Sebi amends insider trading prohibition rules

Mumbai: The Securities and Exchange Board of India (Sebi) said on Thursday it has made amendments to the insider trading prohibition rules.

The markets regulator said the amendments to the insider trading prohibition rules include maintaining a structured digital database containing nature of unpublished price sensitive information and the names of persons who have shared the information.

It will involve automation of process of filing disclosures to stock exchanges, restriction on trading window not to be made applicable for transactions as prescribed by Sebi, and also entails entities to file the non-compliances of Code of Conduct with the stock exchanges.

Sebi also temporary relaxed the rules on pricing of preferential issues in the wake of Covid-19 crisis for issues between July and December 31, or as the regulator may notify.

It decided to provide an additional option to the existing pricing methodology for preferential issuance. Under this option, in case of frequently traded shares, the price of the equity shares to be allotted pursuant to the preferential issue shall be not less than higher of the average of the weekly high and low of the volume weighted average price (VWAP) of the related shares during the twelve weeks preceding the relevant date, or such average of the weekly high and low of VWAP of shares during the two weeks preceding the relevant date.

Such specified securities allotted on preferential basis using the above pricing formula shall be locked-in for a period of three years, Sebi said in a release.

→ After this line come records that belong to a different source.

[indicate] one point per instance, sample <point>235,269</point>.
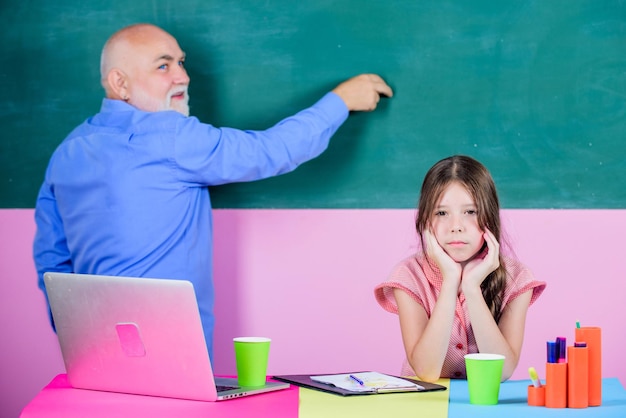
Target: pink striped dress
<point>423,282</point>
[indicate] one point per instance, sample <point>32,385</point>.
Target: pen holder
<point>556,385</point>
<point>577,377</point>
<point>593,337</point>
<point>536,396</point>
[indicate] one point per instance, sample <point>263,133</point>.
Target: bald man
<point>125,194</point>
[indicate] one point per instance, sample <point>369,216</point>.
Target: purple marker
<point>562,347</point>
<point>551,349</point>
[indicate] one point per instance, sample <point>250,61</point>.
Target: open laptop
<point>136,335</point>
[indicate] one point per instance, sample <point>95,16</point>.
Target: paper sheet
<point>367,382</point>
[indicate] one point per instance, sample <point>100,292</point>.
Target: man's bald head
<point>143,65</point>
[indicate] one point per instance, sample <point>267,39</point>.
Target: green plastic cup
<point>484,372</point>
<point>251,354</point>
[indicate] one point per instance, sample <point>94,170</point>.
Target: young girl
<point>460,294</point>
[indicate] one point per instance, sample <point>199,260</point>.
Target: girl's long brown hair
<point>478,182</point>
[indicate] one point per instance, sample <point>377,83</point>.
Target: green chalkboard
<point>534,89</point>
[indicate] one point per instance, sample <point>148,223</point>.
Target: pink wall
<point>305,279</point>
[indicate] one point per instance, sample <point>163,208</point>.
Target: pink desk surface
<point>59,399</point>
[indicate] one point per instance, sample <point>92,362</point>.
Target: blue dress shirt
<point>125,194</point>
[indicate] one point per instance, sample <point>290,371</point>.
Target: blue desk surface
<point>512,402</point>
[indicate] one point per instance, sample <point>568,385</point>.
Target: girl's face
<point>455,224</point>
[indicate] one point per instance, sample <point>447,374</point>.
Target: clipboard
<point>304,380</point>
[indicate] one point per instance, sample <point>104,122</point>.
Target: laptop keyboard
<point>223,388</point>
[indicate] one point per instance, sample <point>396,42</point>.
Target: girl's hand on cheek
<point>477,270</point>
<point>450,269</point>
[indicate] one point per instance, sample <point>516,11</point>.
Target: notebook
<point>136,335</point>
<point>359,383</point>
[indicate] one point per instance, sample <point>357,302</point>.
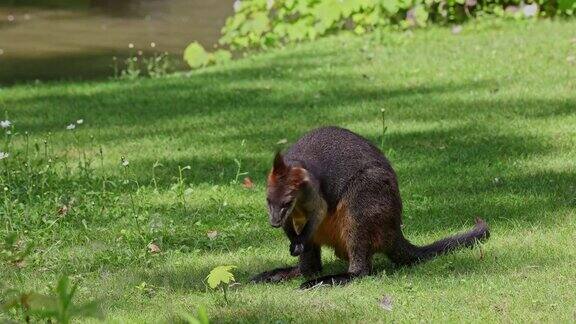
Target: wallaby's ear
<point>279,164</point>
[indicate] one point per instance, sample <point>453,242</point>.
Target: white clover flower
<point>530,10</point>
<point>237,5</point>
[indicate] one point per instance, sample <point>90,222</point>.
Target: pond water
<point>77,39</point>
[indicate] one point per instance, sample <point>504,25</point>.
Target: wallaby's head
<point>284,184</point>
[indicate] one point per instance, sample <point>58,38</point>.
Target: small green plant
<point>196,56</point>
<point>200,318</point>
<point>384,128</point>
<point>57,307</point>
<point>221,277</point>
<point>14,252</point>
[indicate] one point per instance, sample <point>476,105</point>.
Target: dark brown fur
<point>334,188</point>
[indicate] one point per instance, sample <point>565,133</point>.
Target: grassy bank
<point>481,123</point>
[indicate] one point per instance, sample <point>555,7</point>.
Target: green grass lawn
<point>482,123</point>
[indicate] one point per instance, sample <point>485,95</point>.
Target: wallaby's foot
<point>277,275</point>
<point>296,248</point>
<point>331,280</point>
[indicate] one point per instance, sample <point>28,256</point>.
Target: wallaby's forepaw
<point>276,275</point>
<point>296,249</point>
<point>339,279</point>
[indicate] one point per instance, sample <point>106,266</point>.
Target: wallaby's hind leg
<point>360,262</point>
<point>310,264</point>
<point>360,265</point>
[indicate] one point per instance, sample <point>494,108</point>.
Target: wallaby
<point>334,188</point>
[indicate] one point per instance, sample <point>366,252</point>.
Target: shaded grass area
<point>479,124</point>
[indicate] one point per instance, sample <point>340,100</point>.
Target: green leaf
<point>219,275</point>
<point>196,56</point>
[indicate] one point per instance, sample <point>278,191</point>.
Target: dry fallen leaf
<point>212,234</point>
<point>386,303</point>
<point>153,248</point>
<point>248,183</point>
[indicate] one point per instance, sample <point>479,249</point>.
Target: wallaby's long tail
<point>405,253</point>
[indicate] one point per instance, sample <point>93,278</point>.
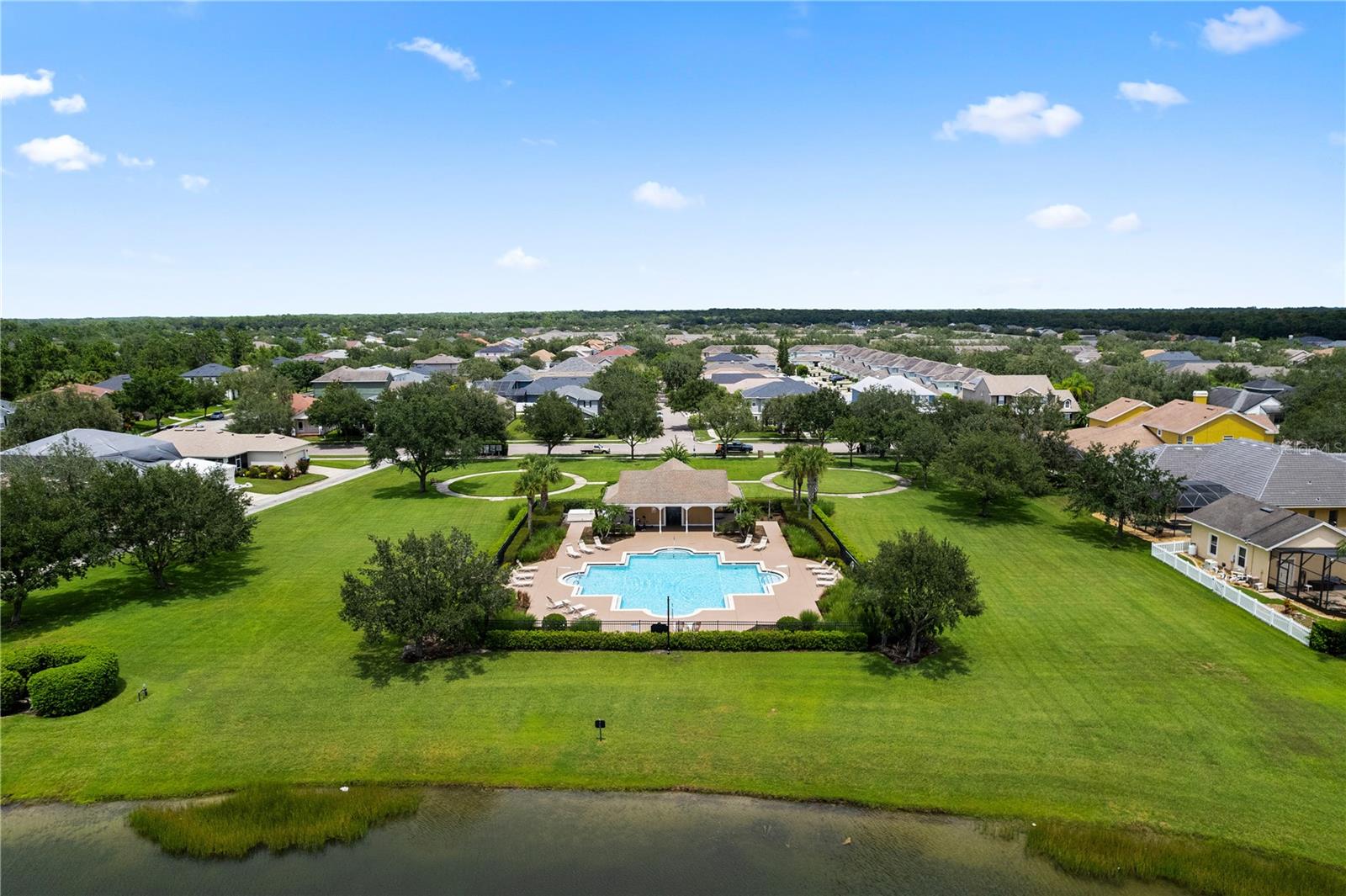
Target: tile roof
<point>1253,521</point>
<point>1272,474</point>
<point>672,483</point>
<point>1116,408</point>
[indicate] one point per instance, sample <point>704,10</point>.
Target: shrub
<point>1329,638</point>
<point>64,680</point>
<point>515,619</point>
<point>803,541</point>
<point>644,640</point>
<point>13,691</point>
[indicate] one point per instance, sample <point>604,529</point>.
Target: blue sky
<point>458,156</point>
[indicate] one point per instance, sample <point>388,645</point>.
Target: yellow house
<point>1117,412</point>
<point>1175,422</point>
<point>1290,552</point>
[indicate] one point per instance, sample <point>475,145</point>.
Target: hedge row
<point>1329,638</point>
<point>639,640</point>
<point>61,680</point>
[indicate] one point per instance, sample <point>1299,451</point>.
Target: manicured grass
<point>852,482</point>
<point>273,817</point>
<point>1099,687</point>
<point>338,463</point>
<point>278,486</point>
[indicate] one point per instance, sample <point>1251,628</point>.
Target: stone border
<point>902,485</point>
<point>443,487</point>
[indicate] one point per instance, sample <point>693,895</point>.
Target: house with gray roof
<point>1301,480</point>
<point>765,392</point>
<point>1292,554</point>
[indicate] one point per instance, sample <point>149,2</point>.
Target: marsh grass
<point>273,817</point>
<point>1202,867</point>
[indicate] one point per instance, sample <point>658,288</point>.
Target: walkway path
<point>902,485</point>
<point>331,476</point>
<point>443,487</point>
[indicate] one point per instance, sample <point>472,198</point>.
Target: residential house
<point>1290,552</point>
<point>437,363</point>
<point>924,395</point>
<point>299,421</point>
<point>758,395</point>
<point>1004,389</point>
<point>587,400</point>
<point>236,448</point>
<point>1175,422</point>
<point>1302,480</point>
<point>118,447</point>
<point>370,382</point>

The existing pricing guideline for preferential issue for frequently traded shares shall also continue to remain in force, and the issuer may choose any one of the formulas.

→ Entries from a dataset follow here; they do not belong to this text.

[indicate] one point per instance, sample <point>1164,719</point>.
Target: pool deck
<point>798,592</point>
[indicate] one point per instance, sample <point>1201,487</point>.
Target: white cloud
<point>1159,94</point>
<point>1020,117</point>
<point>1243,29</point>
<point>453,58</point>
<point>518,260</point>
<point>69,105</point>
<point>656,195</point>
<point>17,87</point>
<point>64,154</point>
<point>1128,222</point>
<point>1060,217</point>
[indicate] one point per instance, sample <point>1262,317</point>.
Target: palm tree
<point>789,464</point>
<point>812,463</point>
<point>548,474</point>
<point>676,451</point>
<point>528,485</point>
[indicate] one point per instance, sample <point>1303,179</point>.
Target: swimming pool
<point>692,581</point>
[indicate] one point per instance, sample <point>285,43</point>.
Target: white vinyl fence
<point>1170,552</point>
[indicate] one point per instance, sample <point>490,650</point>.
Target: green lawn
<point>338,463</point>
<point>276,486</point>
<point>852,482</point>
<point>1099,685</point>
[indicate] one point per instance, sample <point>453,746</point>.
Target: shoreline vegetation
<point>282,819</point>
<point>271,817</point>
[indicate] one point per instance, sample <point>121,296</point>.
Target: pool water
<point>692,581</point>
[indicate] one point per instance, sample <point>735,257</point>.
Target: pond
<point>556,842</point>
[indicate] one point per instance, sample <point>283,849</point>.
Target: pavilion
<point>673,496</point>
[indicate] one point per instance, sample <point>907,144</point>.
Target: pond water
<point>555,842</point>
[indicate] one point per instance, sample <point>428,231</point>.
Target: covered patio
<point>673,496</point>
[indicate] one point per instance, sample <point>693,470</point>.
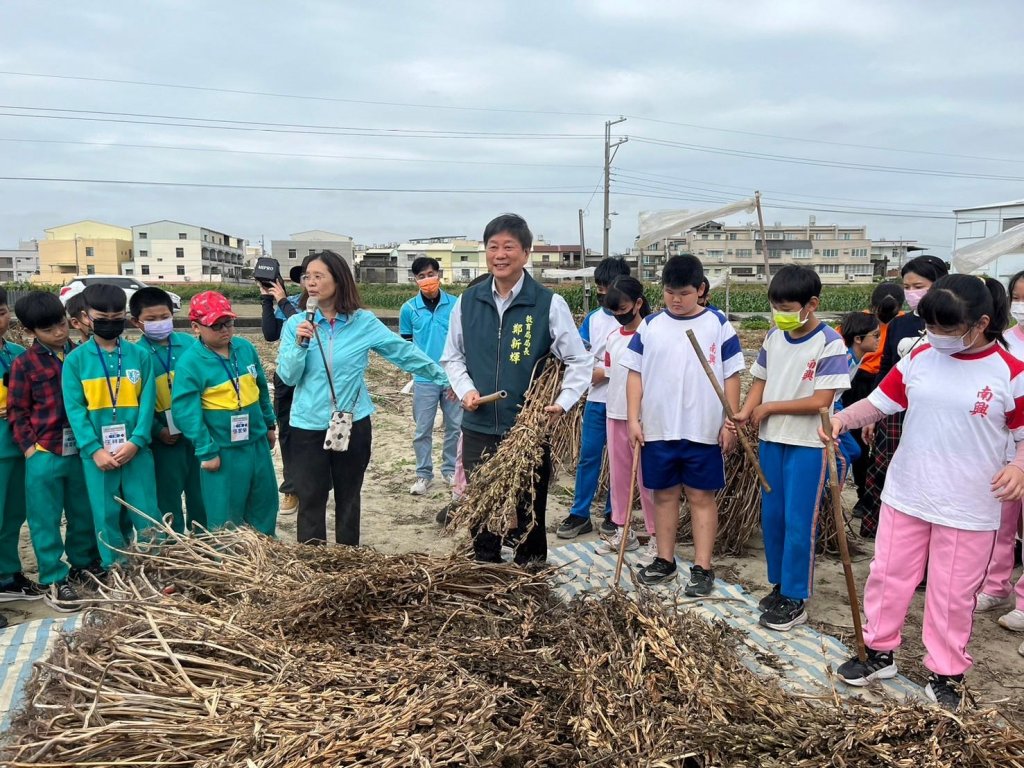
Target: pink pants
<point>904,546</point>
<point>1001,565</point>
<point>620,465</point>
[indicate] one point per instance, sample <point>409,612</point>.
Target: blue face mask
<point>158,330</point>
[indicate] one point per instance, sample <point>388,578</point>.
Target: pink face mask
<point>914,296</point>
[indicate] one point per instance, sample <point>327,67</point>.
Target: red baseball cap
<point>209,307</point>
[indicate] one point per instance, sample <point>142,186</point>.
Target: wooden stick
<point>748,449</point>
<point>501,394</point>
<point>844,548</point>
<point>629,515</point>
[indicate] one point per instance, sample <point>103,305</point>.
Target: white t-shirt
<point>960,410</point>
<point>679,402</point>
<point>614,347</point>
<point>594,331</point>
<point>794,369</point>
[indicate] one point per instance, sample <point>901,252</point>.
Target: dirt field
<point>394,521</point>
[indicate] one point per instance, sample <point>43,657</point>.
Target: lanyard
<point>236,379</point>
<point>115,392</point>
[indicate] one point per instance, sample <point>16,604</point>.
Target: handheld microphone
<point>311,305</point>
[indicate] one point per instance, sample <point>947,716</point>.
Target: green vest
<point>501,353</point>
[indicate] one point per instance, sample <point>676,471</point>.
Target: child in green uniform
<point>13,586</point>
<point>222,404</point>
<point>173,456</point>
<point>52,466</point>
<point>110,397</point>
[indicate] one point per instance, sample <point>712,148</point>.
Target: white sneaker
<point>985,603</point>
<point>1014,621</point>
<point>610,546</point>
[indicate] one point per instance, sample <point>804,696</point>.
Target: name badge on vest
<point>171,429</point>
<point>115,436</point>
<point>69,445</point>
<point>240,427</point>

Sebi also permitted acquisition through stock exchange settlement process through bulk or block deals during the open offer.

In case of indirect acquisitions where public announcement of an open offer has been made, the entire consideration payable under the open offer must be deposited 2 working days before the date of detailed public statement, and an escrow account will be in the form of cash or bank guarantee.

If there is a delay in making open offer due to the acquirer’s acts, a simple interest of 10 per cent will be paid to the shareholders who have tendered the shares in the open offer, Sebi added.

Sebi also approved some amendments to the settlement regulations. Promoters will now be included along with the principal officer for the purpose of calculation of the base amount.

In order to save time, instead of issuing settlement notice, Sebi will now include a paragraph in the show cause notice, informing the noticee about the option to file a settlement application.